Geography
- Location: Dansville, Livingston County, New York, United States
- Coordinates: 42°33′10″N 77°41′52″W﻿ / ﻿42.5527°N 77.69786°W

Services
- Beds: 72

History
- Opened: 1890

Links
- Website: www.noyes-health.org
- Lists: Hospitals in New York State

= Nicholas H Noyes Memorial Hospital =

Nicholas H Noyes Memorial Hospital is a 72-bed acute care hospital in Dansville, New York, and provides health services to residents of Livingston, Allegany, Steuben and surrounding counties.

==History==
The hospital traces its history to Dr. George Ahlers of Pittsburgh who in 1890 organized the first hospital in Dansville with assistance from Dr. Roswell Park of Buffalo, New York. Dansville Medical and Surgical Hospital was located in what is now known as Kings Daughters and Sons building. In 1911 the hospital closed, and was reopened in 1913 as a proprietary hospital in the Colonial Inn, by Miss Elizbeth Swartz. In 1920 the Colonial Inn was incorporated as Dansville General Hospital.

Nicholas H. Noyes Memorial Hospital was named for Nicholas H. Noyes in 1972 due to a generous contribution. Mr. Noyes grew up in Dansville and spent most of his adult life in Indianapolis where he worked for the Eli Lily Company. In 1951, Mr. Noyes and his wife established a charitable foundation in Indianapolis, the Noyes Jr. Memorial Foundation, Inc., in memory of their son, Nicholas Noyes Jr., who died in a boathouse fire in 1939 at the age of 28.
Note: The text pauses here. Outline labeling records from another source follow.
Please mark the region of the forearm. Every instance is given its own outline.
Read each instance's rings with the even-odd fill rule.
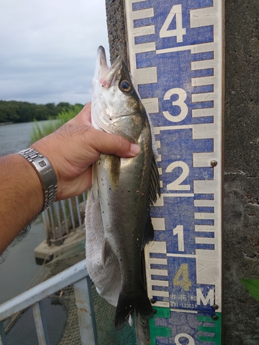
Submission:
[[[44,194],[31,164],[19,155],[0,157],[0,253],[42,209]]]

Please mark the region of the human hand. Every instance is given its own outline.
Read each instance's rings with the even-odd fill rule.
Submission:
[[[31,146],[48,159],[56,173],[56,200],[79,195],[90,187],[92,164],[100,152],[124,158],[140,152],[138,145],[94,128],[90,107],[88,103],[75,117]]]

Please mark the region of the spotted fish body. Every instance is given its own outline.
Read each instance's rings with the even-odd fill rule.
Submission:
[[[141,279],[141,250],[153,238],[149,205],[156,201],[160,187],[146,110],[122,59],[108,68],[102,47],[93,79],[92,123],[141,148],[134,158],[101,155],[93,168],[93,193],[104,228],[103,265],[117,259],[122,277],[115,317],[119,330],[134,312],[145,319],[153,315]]]

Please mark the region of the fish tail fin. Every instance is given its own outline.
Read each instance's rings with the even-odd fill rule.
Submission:
[[[146,319],[151,319],[154,313],[150,300],[142,287],[137,296],[121,292],[115,311],[114,324],[116,331],[122,329],[128,322],[129,316],[141,315]]]

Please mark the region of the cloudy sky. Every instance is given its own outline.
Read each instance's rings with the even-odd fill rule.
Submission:
[[[0,99],[90,101],[106,18],[105,0],[1,0]]]

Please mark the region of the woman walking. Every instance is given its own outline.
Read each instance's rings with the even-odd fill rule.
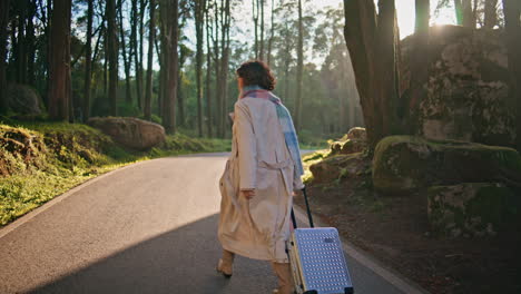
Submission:
[[[278,278],[274,293],[293,293],[285,243],[293,190],[303,188],[298,141],[288,110],[271,91],[275,78],[262,61],[236,71],[232,155],[220,178],[217,271],[232,276],[235,254],[269,261]]]

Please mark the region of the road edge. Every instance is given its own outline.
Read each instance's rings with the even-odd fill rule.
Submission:
[[[303,209],[296,205],[294,205],[294,212],[295,212],[295,217],[304,223],[307,224],[307,216],[303,212]],[[318,216],[313,215],[313,220],[317,227],[330,227],[330,225],[326,225],[324,222],[320,219]],[[391,285],[395,286],[397,290],[402,291],[403,293],[406,294],[430,294],[429,291],[424,290],[422,286],[420,286],[417,283],[411,281],[410,278],[403,276],[395,270],[392,270],[384,264],[382,264],[380,261],[377,261],[375,257],[371,256],[363,249],[356,247],[353,245],[351,242],[348,242],[346,238],[342,237],[342,247],[344,252],[353,257],[356,262],[361,263],[368,270],[371,270],[373,273],[376,275],[381,276],[383,280],[385,280],[387,283]]]
[[[142,161],[138,161],[138,163],[134,163],[134,164],[129,164],[129,165],[126,165],[126,166],[122,166],[122,167],[119,167],[119,168],[116,168],[114,170],[110,170],[108,173],[105,173],[102,175],[99,175],[99,176],[96,176],[94,178],[90,178],[81,184],[79,184],[78,186],[69,189],[68,192],[63,193],[63,194],[60,194],[60,195],[57,195],[56,197],[53,197],[52,199],[50,199],[49,202],[45,203],[43,205],[30,210],[29,213],[20,216],[19,218],[14,219],[12,223],[6,225],[4,227],[0,228],[0,238],[3,238],[6,235],[8,235],[9,233],[13,232],[14,229],[17,229],[18,227],[22,226],[23,224],[32,220],[32,218],[35,218],[36,216],[38,216],[39,214],[43,213],[45,210],[49,209],[50,207],[59,204],[60,202],[67,199],[68,197],[75,195],[78,190],[85,188],[85,187],[88,187],[95,183],[97,183],[98,180],[101,180],[104,179],[105,177],[108,177],[115,173],[118,173],[120,170],[124,170],[124,169],[127,169],[127,168],[130,168],[130,167],[135,167],[135,166],[138,166],[138,165],[141,165],[141,164],[145,164],[145,163],[149,163],[151,160],[155,160],[155,159],[159,159],[159,158],[154,158],[154,159],[149,159],[149,160],[142,160]]]

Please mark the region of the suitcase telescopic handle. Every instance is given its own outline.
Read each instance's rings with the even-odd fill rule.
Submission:
[[[309,209],[309,202],[307,200],[306,187],[302,189],[302,194],[304,194],[304,202],[306,203],[306,212],[307,212],[307,218],[309,219],[309,227],[315,227],[315,225],[313,224],[313,216]],[[297,224],[295,219],[295,212],[293,210],[293,207],[292,207],[292,222],[293,222],[293,227],[297,228]]]

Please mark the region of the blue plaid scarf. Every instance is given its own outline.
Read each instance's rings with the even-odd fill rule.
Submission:
[[[276,97],[273,92],[263,89],[258,86],[247,86],[243,88],[240,92],[242,98],[263,98],[268,99],[275,105],[277,110],[278,121],[281,122],[284,139],[286,140],[287,149],[292,155],[293,161],[296,164],[295,173],[297,176],[304,175],[304,168],[302,167],[301,149],[298,147],[298,138],[293,125],[292,115],[287,108],[282,104],[281,98]]]

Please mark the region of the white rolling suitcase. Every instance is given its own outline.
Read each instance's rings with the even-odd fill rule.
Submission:
[[[338,232],[334,227],[314,228],[305,188],[303,193],[311,228],[297,228],[292,210],[295,229],[286,244],[296,292],[354,293]]]

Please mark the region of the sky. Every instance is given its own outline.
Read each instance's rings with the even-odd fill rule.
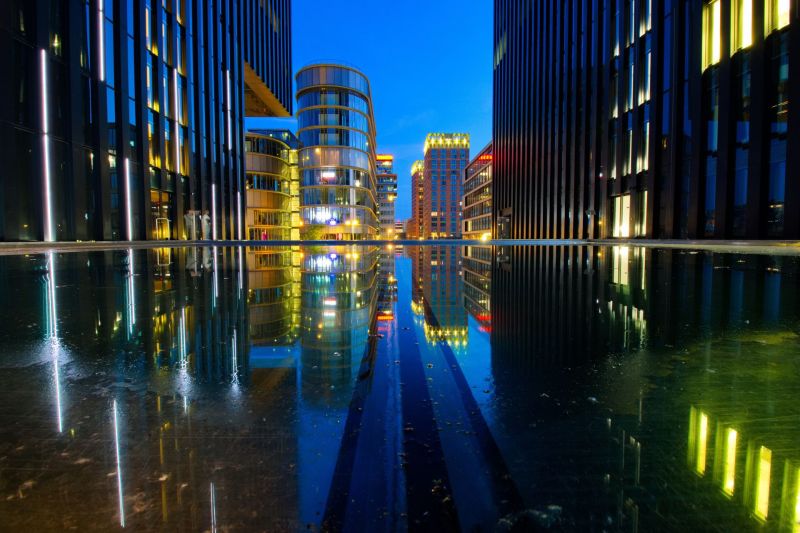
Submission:
[[[411,165],[425,135],[469,133],[470,154],[492,137],[492,2],[293,0],[294,71],[319,61],[370,80],[378,152],[395,156],[395,217],[411,216]],[[295,112],[297,106],[295,105]],[[292,119],[248,119],[248,128]]]

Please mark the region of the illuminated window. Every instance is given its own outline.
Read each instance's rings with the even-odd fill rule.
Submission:
[[[722,57],[722,2],[711,0],[703,6],[703,70]]]
[[[734,0],[731,6],[731,53],[753,44],[753,0]]]
[[[764,5],[764,33],[769,35],[789,25],[791,0],[766,0]]]
[[[631,195],[624,194],[614,198],[614,237],[630,237]]]

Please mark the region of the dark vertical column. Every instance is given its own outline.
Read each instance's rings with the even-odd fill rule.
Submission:
[[[759,3],[759,2],[754,2]],[[763,2],[762,2],[763,3]],[[731,148],[734,145],[736,121],[732,119],[734,81],[733,62],[730,57],[731,35],[731,2],[722,4],[722,57],[719,64],[719,122],[717,131],[717,190],[716,190],[716,225],[714,237],[723,239],[731,234],[731,211],[733,209],[733,184]]]
[[[792,2],[789,32],[789,118],[786,139],[785,239],[800,238],[800,3]]]
[[[668,186],[667,188],[661,183],[661,180],[668,180],[667,176],[663,176],[662,169],[662,149],[661,132],[663,131],[664,122],[664,92],[663,92],[663,73],[664,73],[664,31],[666,29],[664,22],[664,6],[662,0],[652,0],[650,6],[650,19],[652,21],[651,36],[650,36],[650,139],[649,147],[650,152],[647,154],[647,176],[645,177],[645,188],[647,194],[647,224],[644,228],[645,236],[653,239],[657,236],[657,229],[662,225],[661,221],[661,194],[666,191],[672,191],[674,187]],[[672,55],[672,57],[675,57]],[[668,93],[667,98],[672,94]],[[674,175],[674,172],[672,172]],[[661,176],[657,181],[656,176]]]
[[[701,49],[698,46],[703,42],[703,6],[702,2],[690,2],[689,21],[684,21],[690,26],[691,44],[684,54],[689,54],[689,116],[692,119],[692,172],[689,183],[689,222],[687,232],[690,239],[703,236],[703,226],[700,223],[700,214],[703,212],[702,194],[704,152],[706,136],[705,120],[703,117],[703,79]],[[683,27],[685,27],[682,24]]]

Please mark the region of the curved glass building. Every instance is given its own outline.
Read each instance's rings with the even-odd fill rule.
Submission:
[[[361,240],[379,231],[369,80],[341,65],[297,73],[301,236]]]
[[[253,130],[245,138],[247,238],[297,239],[297,138],[286,130]]]

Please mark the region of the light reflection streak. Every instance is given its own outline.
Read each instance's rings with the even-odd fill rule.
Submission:
[[[44,240],[52,242],[53,235],[53,206],[50,191],[50,138],[49,138],[49,113],[47,105],[47,52],[39,51],[40,68],[42,75],[42,152],[44,154]]]
[[[128,248],[128,337],[133,336],[133,326],[136,324],[136,287],[134,285],[135,264],[133,248]]]
[[[56,257],[53,252],[47,253],[47,336],[53,355],[53,380],[56,386],[56,417],[58,432],[64,431],[64,420],[61,408],[61,376],[58,368],[58,317],[56,314]]]
[[[214,494],[214,483],[211,483],[211,533],[217,531],[217,500]]]
[[[233,328],[233,339],[231,340],[231,376],[233,384],[239,383],[239,363],[236,360],[236,328]]]
[[[114,400],[114,449],[117,453],[117,492],[119,494],[119,525],[125,527],[125,505],[122,495],[122,468],[119,457],[119,423],[117,421],[117,400]]]

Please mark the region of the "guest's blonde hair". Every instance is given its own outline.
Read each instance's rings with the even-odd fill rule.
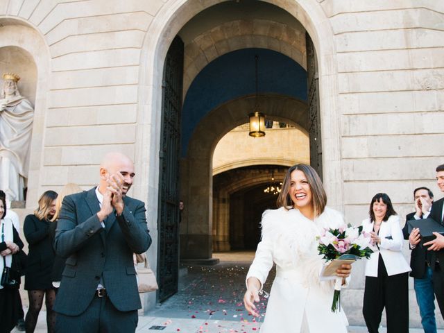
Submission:
[[[316,173],[314,169],[307,164],[300,164],[293,165],[288,169],[284,178],[284,181],[282,182],[282,188],[278,197],[278,207],[284,207],[288,210],[294,205],[294,203],[291,200],[289,191],[291,173],[295,170],[302,171],[305,177],[307,177],[308,185],[311,190],[311,200],[313,200],[314,216],[318,216],[324,212],[324,209],[327,205],[327,194],[322,184],[322,180],[321,180],[319,176],[318,176],[318,173]]]
[[[34,215],[39,219],[48,219],[52,217],[49,215],[51,212],[51,205],[57,198],[57,193],[54,191],[46,191],[39,198],[39,207],[34,211]]]
[[[65,185],[56,200],[56,214],[51,219],[51,221],[53,222],[58,219],[58,216],[60,214],[60,210],[62,209],[62,203],[63,202],[63,198],[65,196],[70,194],[74,194],[76,193],[80,193],[82,189],[80,189],[77,184],[74,184],[74,182],[69,182]]]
The organization comprises Nicholas H Noyes Memorial Hospital in Dansville, Noyes Health Services in Geneseo, New York, and Noyes Lab Draw Station in Lakeville, New York.

Notable physician groups at the institution are Tri-County Family Medicine; Arif Qureshi MD and Omar Qureshi MD, Radiology; Asad Majid MD, Nephrology; Sohail Qureshi MD, Internal Medicine.